The Department of Labor cannot withhold reports from a journalist with the Center for Investigative Reporting on the race and gender makeup of companies that contract with the federal government, a federal judge in California ruled Tuesday. 

OAKLAND, Calif. (CN) – The Department of Labor cannot withhold reports from a journalist with the Center for Investigative Reporting on the race and gender makeup of companies that contract with the federal government, a federal judge in California ruled Tuesday. 

Will Evans, a reporter who writes about workplace conditions for the CIR’s news site Reveal, requested federal contractors’ diversity data in January 2018. Known as EEO-1 reports, they contain information on employee gender, race/ethnicity and job positions and are required filings for companies with 50 or more employees who contract with the government. 

These reports help the labor department’s compliance arm ensure that contractors abide by an executive order prohibiting workplace discrimination. 

The Department of Labor had turned over the requested reports for the previous year after a lawsuit filed by the Center for Investigative Reporting. But in response to Evans’ identical request in 2018, it informed the nonprofit news organization that it was invoking Exemption 4 of the Freedom of Information Act, which protects business records containing trade secrets and commercial information as confidential.  

Then in February 2019, the Department of Labor’s compliance office said it would hold off on responding to the FOIA request as it awaited the Supreme Court’s decision in Food Marketing Institute v. Argus Leader Media, a case in which a South Dakota newspaper sought information from the U.S. Department of Agriculture about participants in the Supplemental Nutrition Assistance Program (SNAP). 

Written by Justice Neil Gorsuch, the Argus Leader decision held that "information communicated to another remains confidential whenever it is customarily kept private, or at least closely held, by the person imparting it." 

The Department of Labor refused to turn over the reports, citing Argus Leader.

Evans and the Center for Investigative Reporting sued on April 9, 2019. While some companies ended up disclosing their information, Evans was still waiting on EEO-1 reports from Xilinx, Applied Materials, Equinix, Gilead Sciences, Synopsys, Docusign, Agilent Technologies, Box, Oracle, and Fitbit. 

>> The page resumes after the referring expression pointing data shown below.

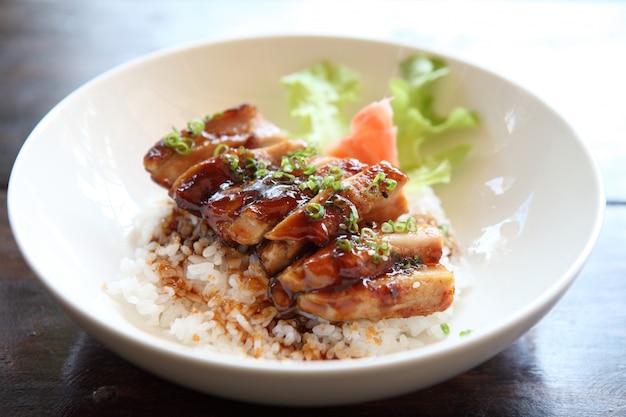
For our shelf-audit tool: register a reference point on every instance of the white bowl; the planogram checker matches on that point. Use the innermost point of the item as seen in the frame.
(527, 204)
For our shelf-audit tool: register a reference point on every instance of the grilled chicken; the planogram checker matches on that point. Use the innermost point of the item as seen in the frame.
(420, 291)
(239, 126)
(317, 223)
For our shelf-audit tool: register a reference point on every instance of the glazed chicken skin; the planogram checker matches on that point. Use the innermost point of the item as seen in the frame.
(333, 234)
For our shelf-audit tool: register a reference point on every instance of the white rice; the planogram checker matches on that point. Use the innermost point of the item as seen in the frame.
(211, 296)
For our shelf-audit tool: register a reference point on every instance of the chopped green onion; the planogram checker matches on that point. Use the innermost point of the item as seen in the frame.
(345, 244)
(220, 149)
(231, 160)
(387, 227)
(368, 233)
(283, 177)
(181, 144)
(391, 184)
(372, 190)
(314, 210)
(379, 177)
(335, 172)
(353, 220)
(411, 224)
(399, 227)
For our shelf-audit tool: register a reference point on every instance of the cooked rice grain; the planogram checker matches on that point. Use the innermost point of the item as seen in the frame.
(214, 297)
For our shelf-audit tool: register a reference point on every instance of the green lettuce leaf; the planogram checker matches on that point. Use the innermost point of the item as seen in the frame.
(316, 96)
(418, 123)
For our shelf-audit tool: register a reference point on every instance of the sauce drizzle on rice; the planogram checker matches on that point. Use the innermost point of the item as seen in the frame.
(346, 286)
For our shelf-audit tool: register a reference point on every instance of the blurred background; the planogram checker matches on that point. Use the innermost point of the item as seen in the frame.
(567, 52)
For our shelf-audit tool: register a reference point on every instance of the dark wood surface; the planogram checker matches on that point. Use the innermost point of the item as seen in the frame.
(573, 363)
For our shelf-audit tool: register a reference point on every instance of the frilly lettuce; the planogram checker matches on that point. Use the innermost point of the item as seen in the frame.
(418, 124)
(316, 96)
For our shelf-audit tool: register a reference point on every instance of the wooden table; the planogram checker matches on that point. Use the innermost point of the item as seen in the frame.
(573, 363)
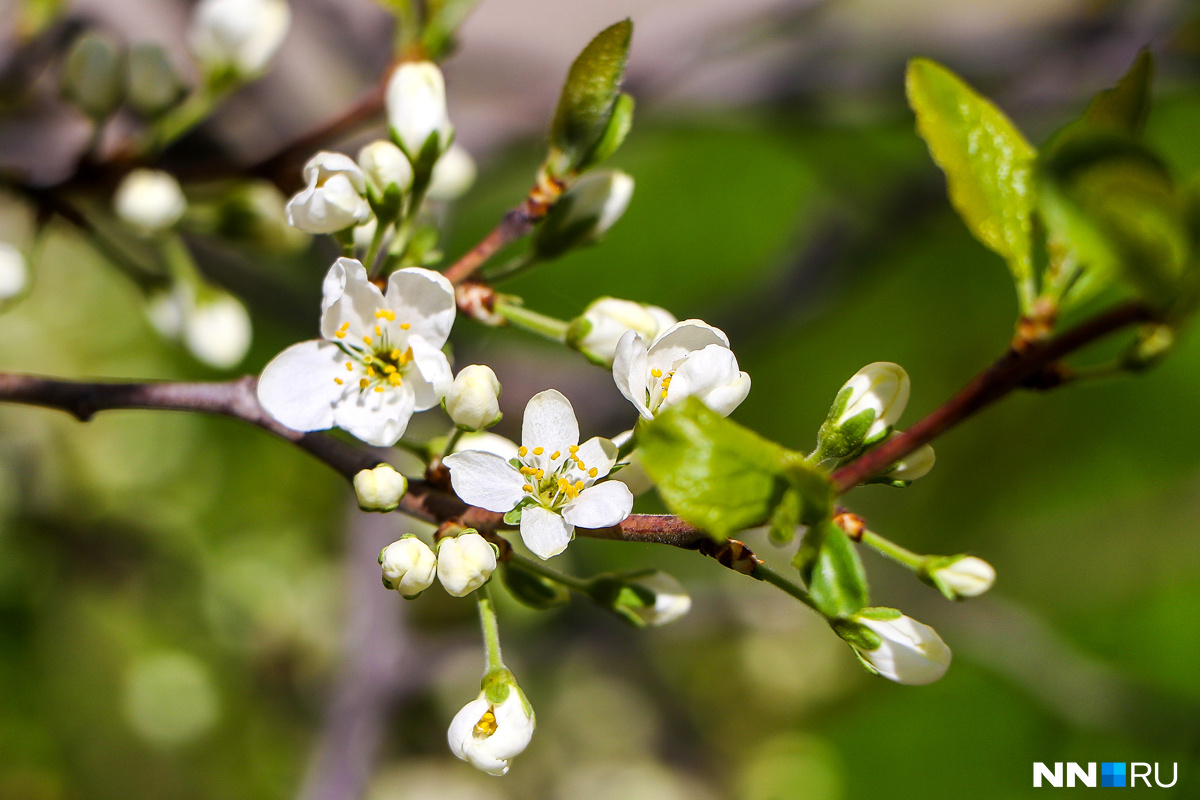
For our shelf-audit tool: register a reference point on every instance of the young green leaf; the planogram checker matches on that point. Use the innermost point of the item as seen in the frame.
(589, 95)
(988, 164)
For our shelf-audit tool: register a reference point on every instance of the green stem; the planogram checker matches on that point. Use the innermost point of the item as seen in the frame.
(538, 567)
(891, 549)
(763, 572)
(491, 630)
(531, 320)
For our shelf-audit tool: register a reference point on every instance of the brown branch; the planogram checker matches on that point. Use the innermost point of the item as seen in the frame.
(1012, 371)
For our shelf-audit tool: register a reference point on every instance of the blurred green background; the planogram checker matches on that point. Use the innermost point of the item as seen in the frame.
(190, 608)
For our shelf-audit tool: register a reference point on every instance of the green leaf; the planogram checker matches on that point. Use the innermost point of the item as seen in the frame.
(832, 571)
(988, 164)
(589, 95)
(1127, 104)
(719, 475)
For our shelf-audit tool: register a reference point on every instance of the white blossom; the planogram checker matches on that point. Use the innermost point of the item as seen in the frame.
(417, 107)
(905, 650)
(238, 35)
(13, 272)
(453, 174)
(691, 359)
(556, 482)
(465, 563)
(150, 200)
(489, 735)
(333, 199)
(473, 400)
(597, 332)
(379, 358)
(379, 488)
(408, 566)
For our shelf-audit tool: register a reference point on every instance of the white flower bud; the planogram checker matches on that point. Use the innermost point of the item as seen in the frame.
(897, 647)
(150, 200)
(493, 728)
(473, 400)
(408, 566)
(597, 332)
(379, 488)
(961, 576)
(384, 164)
(217, 331)
(453, 174)
(465, 563)
(417, 108)
(334, 199)
(13, 272)
(585, 214)
(238, 35)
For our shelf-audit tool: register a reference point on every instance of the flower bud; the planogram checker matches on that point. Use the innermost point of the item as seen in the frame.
(453, 174)
(333, 200)
(150, 200)
(597, 332)
(465, 563)
(91, 77)
(585, 214)
(865, 409)
(13, 272)
(960, 576)
(895, 647)
(473, 400)
(217, 330)
(408, 565)
(238, 36)
(493, 728)
(417, 112)
(379, 488)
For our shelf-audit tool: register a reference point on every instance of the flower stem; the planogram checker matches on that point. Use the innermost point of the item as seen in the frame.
(491, 630)
(763, 572)
(894, 552)
(531, 320)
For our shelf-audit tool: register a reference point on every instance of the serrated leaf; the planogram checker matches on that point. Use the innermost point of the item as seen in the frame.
(1127, 104)
(832, 571)
(589, 95)
(988, 164)
(719, 475)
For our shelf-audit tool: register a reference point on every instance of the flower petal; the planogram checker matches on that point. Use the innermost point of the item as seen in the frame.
(432, 378)
(355, 304)
(630, 371)
(376, 417)
(485, 480)
(544, 531)
(599, 506)
(298, 389)
(550, 422)
(424, 300)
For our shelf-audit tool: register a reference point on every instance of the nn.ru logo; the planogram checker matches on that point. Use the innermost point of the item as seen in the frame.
(1111, 774)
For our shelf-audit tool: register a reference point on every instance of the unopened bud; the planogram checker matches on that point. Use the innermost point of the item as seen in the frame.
(379, 488)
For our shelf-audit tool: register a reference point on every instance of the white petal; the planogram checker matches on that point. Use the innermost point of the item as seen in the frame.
(544, 531)
(376, 417)
(432, 378)
(485, 480)
(630, 371)
(357, 304)
(550, 422)
(599, 506)
(424, 300)
(298, 389)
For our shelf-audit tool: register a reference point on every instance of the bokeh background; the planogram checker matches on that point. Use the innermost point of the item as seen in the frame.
(190, 608)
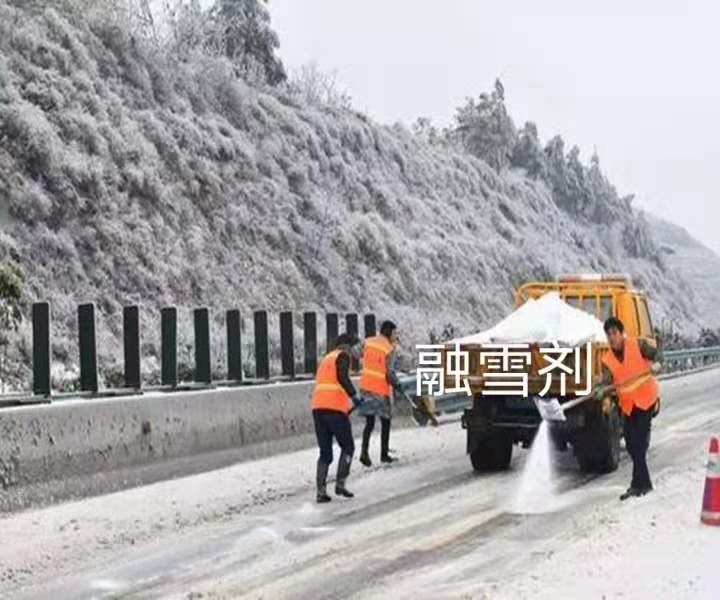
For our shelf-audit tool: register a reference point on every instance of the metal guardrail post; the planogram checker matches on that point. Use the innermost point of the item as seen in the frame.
(310, 341)
(203, 367)
(351, 327)
(88, 348)
(262, 358)
(131, 347)
(370, 325)
(287, 348)
(233, 324)
(42, 381)
(168, 346)
(331, 330)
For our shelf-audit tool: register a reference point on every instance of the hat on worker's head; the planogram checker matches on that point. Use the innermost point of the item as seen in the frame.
(613, 323)
(387, 328)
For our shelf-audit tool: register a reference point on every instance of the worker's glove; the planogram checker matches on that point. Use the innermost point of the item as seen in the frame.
(656, 408)
(599, 393)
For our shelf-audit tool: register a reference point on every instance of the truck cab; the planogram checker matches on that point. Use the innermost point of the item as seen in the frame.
(494, 423)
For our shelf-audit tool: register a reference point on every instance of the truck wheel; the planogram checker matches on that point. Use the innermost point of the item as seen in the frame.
(492, 454)
(611, 458)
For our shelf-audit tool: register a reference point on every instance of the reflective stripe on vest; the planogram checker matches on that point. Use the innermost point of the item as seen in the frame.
(373, 378)
(328, 394)
(641, 392)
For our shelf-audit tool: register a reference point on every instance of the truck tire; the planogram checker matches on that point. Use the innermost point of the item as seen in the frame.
(492, 454)
(611, 460)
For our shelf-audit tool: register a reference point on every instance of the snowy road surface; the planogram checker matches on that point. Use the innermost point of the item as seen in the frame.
(425, 527)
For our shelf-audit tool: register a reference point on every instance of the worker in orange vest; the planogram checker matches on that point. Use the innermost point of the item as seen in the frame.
(331, 399)
(629, 365)
(377, 380)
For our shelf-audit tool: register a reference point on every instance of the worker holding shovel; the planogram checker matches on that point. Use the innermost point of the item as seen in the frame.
(628, 367)
(332, 396)
(377, 381)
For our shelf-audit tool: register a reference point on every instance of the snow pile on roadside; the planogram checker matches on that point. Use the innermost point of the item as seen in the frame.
(547, 319)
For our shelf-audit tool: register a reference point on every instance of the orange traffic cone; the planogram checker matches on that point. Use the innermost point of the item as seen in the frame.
(711, 498)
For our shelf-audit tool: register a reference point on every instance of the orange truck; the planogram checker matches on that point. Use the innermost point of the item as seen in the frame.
(494, 423)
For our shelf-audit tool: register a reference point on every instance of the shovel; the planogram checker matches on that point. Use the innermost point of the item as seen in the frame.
(552, 410)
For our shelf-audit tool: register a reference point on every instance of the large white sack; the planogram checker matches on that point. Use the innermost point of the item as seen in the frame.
(547, 319)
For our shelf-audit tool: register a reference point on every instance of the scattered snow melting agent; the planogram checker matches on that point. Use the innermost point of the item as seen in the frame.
(536, 491)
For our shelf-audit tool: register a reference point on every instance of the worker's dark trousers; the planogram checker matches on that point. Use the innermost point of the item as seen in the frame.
(384, 434)
(331, 424)
(637, 440)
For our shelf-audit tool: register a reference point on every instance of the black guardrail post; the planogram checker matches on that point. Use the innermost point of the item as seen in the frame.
(88, 348)
(370, 326)
(168, 345)
(287, 350)
(233, 325)
(41, 349)
(331, 330)
(131, 346)
(310, 341)
(203, 368)
(351, 327)
(262, 358)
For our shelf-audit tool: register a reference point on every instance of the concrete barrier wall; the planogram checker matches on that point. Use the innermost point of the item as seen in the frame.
(75, 438)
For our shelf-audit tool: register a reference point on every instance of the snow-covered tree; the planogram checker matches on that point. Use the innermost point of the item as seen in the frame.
(248, 38)
(484, 128)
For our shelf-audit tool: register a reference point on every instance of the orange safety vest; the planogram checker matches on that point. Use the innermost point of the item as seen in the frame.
(373, 378)
(328, 393)
(641, 392)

On Tuesday, U.S. District Judge Kandis Westmore denied the government summary judgment, finding the requested reports do not contain commercial or financial information protected by FOIA’s Exemption 4. 

In her ruling, Westmore considered objections from several of the companies that the reports would reveal sensitive information about strategy and recruiting, creating “substantial competitive harm.” Westmore disagreed. 

“The court finds the claim that the EEO-1 reports would make it easier for competitors to lure away talent to be dubious, since the job categories are so general,” she said in her ruling.

Because she didn’t find the information to be of a commercial nature, Westmore said the Supreme Court’s ruling in Argus Leader does not apply. And even if the information were exempt as confidential, Westmore said the government failed to show how releasing the documents would cause any "foreseeable harm.”

“The decision Judge Westmore issued was terrific for press freedom on multiple fronts. I think it was a very well-reasoned opinion,” said Victoria Baranetsky, general counsel of the Center for Investigative Reporting, in a phone interview late Wednesday.  

“The records were not commercial, they were not confidential, and moreover, they did not meet the foreseeable harm test,” she added, noting that the latter was introduced by the FOIA Improvement Act of 2016.

Baranetsky said she believes this is the first case involving FOIA Exemption 4 where the judge ruled that the government failed to meet the foreseeable harm standard. 

“Argus Leader dismantled the harm requirement in Exemption 4 cases but here the judge ruled it's absolutely still relevant,” she said.

The Department of Labor declined to comment on the ruling.